A Te-Doping Strategy in Co@CoO for Concurrent Enhancement of Oxygen Evolution and Nitrate Reduction Reactions

Abstract

Developing bifunctional electrocatalysts for coupled nitrate reduction reaction (NitRR) and oxygen evolution reaction (OER) represents a promising route for simultaneous wastewater remediation and clean energy production, yet remains a significant challenge. Herein, an efficient Te-doped Co@CoO heterostructure supported on NiMo foam (Te-Co@CoO/NiMo) was synthesized.

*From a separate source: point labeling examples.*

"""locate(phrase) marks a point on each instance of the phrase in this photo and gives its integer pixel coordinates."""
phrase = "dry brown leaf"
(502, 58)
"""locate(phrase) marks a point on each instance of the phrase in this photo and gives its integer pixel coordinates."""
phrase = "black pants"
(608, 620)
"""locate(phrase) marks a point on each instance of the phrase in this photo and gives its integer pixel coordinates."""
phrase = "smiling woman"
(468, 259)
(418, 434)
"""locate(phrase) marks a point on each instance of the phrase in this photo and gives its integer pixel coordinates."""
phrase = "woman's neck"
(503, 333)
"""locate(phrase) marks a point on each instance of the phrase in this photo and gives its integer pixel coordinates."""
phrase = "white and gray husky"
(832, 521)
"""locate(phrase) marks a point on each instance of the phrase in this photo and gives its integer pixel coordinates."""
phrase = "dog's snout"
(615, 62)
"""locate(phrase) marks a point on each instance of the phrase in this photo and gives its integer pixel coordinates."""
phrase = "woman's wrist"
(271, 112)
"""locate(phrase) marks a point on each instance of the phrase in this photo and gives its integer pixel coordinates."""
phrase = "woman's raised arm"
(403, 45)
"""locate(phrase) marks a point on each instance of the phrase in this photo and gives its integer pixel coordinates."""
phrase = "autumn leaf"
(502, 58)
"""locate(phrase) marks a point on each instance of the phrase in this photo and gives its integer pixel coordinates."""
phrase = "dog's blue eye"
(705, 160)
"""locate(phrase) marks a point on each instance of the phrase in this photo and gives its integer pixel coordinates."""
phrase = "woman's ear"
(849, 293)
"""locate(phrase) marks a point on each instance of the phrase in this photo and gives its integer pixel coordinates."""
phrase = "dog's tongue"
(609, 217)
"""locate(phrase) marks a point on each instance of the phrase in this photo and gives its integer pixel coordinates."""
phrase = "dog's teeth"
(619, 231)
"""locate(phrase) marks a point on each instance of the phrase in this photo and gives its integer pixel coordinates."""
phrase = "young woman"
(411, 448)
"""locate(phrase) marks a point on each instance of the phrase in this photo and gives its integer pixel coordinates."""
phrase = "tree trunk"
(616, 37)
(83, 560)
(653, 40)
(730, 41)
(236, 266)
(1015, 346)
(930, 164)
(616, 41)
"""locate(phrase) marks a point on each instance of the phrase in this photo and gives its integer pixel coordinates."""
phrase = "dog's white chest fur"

Structural characterizations reveal that Te doping not only modulates the electronic structure of Co sites to optimize intermediate adsorption but also facilitates surface reconstruction into highly active Te-doped CoOOH species during oxidation. Consequently, the catalyst exhibits excellent bifunctional performance. For OER, it delivers a current density of 100 mA cm-2 at a low overpotential of 330 mV, comparable to commercial RuO2, with robust stability over 60 hours. For NitRR, the electrode achieves a maximal Faradaic efficiency (FE) of 88.5% and an NH3 yield rate of 0.14 mg h-1 cm-2 at -0.7 V vs. RHE, effectively suppressing the competitive hydrogen evolution. In batch electrolysis purification, the catalyst demonstrates a nitrate removal efficiency of 75.8% (reducing concentration from 50 to 12.1 mg L-1) and a high selectivity for ammonium conversion (79.9%) with negligible nitrite accumulation. This work provides a viable strategy for designing durable bifunctional catalysts for energy-saving electrochemical pollutant degradation.